C'était l'année 3E 405. L’évènement était la commémoration du millénaire du royaume bréton de Camlorn. Tous les grands boulevards et les étroites allées étaient parés de bannières or et pourpre, certaines sans aucun autre motif, d'autres portant les blasons de la famille royale ou des différentes principautés et duchés vassaux du roi. Des musiciens jouaient sur les grandes et les petites places et, à chaque coin de rue, on pouvait découvrir un nouvel artiste de rue exotique. Les charmeurs de serpent rougegardes, les acrobates khajiits, les magiciens aux réels pouvoirs et ceux dotés de talents d’illusionnistes flamboyants étaient tous aussi impressionnants.

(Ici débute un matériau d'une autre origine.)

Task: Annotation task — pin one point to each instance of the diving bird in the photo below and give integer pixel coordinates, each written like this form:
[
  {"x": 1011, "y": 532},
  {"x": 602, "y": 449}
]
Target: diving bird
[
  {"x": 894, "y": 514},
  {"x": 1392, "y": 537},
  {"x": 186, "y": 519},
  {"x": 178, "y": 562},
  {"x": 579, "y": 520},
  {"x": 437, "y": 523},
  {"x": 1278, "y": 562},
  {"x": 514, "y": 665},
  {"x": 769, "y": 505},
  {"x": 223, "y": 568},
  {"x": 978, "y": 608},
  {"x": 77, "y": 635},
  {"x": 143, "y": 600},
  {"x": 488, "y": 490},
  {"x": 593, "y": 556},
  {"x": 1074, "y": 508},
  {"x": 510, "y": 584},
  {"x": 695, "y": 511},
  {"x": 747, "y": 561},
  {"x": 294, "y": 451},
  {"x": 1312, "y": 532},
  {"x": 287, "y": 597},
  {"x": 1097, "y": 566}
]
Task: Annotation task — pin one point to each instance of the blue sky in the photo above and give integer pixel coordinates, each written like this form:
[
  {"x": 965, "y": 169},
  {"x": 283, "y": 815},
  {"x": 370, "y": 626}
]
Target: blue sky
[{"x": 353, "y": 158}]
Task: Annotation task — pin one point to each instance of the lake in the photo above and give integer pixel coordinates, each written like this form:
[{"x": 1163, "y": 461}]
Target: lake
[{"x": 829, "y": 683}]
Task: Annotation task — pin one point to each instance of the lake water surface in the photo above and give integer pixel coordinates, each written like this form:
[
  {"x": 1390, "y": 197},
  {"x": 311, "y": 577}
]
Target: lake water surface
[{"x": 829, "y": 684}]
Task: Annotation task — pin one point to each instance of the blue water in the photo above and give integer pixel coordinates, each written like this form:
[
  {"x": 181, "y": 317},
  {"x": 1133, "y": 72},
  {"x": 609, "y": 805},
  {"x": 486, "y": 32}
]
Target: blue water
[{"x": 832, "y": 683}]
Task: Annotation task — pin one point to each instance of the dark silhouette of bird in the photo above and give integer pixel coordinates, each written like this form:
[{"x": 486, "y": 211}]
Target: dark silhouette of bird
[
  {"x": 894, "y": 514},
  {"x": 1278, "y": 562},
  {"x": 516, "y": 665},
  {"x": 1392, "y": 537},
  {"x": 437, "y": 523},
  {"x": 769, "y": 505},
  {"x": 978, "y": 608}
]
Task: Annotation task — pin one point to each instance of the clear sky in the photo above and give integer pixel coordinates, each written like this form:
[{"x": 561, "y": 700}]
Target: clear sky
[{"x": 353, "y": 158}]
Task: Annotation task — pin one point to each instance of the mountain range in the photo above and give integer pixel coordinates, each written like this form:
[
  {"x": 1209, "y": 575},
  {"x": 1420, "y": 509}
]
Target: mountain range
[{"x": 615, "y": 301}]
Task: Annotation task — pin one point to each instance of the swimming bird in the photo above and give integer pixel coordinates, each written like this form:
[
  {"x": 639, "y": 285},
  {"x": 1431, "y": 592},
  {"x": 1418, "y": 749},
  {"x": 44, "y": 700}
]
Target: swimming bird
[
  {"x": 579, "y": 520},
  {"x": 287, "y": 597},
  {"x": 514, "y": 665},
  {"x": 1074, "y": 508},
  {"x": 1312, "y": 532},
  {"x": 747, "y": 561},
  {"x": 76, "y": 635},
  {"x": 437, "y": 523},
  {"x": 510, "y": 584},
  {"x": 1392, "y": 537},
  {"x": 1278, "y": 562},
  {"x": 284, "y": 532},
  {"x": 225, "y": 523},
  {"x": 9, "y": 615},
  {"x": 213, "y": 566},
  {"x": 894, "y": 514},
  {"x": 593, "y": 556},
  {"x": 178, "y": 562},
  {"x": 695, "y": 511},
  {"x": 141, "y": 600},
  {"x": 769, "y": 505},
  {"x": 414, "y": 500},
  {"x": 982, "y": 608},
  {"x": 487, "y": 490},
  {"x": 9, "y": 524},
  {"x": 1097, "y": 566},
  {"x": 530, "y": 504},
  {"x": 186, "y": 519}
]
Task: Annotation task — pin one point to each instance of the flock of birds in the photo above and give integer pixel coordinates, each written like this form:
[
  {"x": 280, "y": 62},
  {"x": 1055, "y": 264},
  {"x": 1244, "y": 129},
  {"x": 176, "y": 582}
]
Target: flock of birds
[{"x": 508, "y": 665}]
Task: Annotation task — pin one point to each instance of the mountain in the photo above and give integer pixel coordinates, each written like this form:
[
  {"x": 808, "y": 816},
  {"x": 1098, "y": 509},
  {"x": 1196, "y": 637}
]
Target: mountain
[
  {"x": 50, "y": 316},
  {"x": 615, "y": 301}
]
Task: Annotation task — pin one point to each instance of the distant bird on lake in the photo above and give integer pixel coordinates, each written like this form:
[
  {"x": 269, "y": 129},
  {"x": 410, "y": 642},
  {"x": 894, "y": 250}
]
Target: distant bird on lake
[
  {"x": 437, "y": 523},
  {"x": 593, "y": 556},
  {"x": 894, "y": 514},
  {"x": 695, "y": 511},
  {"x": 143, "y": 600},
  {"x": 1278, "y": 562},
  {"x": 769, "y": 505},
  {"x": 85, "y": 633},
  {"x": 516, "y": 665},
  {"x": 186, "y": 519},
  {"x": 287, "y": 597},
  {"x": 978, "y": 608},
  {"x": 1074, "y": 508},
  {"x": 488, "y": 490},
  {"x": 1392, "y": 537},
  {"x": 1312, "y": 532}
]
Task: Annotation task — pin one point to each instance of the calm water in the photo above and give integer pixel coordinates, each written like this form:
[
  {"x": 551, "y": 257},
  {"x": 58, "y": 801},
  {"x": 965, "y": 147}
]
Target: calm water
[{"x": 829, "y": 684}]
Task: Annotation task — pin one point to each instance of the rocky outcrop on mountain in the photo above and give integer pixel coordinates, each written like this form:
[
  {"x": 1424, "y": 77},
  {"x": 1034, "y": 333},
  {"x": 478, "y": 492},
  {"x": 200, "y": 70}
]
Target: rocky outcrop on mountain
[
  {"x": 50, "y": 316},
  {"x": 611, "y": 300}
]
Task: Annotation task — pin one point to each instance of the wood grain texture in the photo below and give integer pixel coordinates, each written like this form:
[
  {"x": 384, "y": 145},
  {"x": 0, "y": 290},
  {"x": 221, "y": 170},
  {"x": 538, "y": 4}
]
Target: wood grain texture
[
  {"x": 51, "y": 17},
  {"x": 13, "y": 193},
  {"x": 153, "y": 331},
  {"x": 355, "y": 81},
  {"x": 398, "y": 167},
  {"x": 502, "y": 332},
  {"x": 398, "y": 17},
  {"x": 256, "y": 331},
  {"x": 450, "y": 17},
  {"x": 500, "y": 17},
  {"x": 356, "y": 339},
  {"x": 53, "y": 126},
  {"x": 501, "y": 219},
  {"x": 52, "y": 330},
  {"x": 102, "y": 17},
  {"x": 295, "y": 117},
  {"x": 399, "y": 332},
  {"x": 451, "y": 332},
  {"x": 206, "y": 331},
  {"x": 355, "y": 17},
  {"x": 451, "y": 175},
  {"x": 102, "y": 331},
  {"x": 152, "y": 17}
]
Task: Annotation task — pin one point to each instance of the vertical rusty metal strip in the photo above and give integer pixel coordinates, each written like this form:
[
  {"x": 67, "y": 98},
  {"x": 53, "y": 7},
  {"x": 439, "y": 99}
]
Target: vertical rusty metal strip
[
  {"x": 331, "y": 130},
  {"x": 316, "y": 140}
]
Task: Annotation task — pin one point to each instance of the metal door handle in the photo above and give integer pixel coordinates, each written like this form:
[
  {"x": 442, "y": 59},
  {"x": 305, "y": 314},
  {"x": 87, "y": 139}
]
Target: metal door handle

La Marche de la Beauté était l'évènement qui attirait le plus de citoyens mâles de Camlorn. Un millier de jeunes femmes, habillées de couleurs vives et de manière provocante, dansaient tout le long de la rue principale de la cité, du temple de Séthiete jusqu'au palais royal. Les hommes se bousculaient, tendaient le cou et désignaient leurs favorites. Ce n'était pas un secret qu'elles étaient toutes des courtisanes et, qu'après la Marche et le Festival des Fleurs en soirée, elles seraient disponibles pour un travail plus intime.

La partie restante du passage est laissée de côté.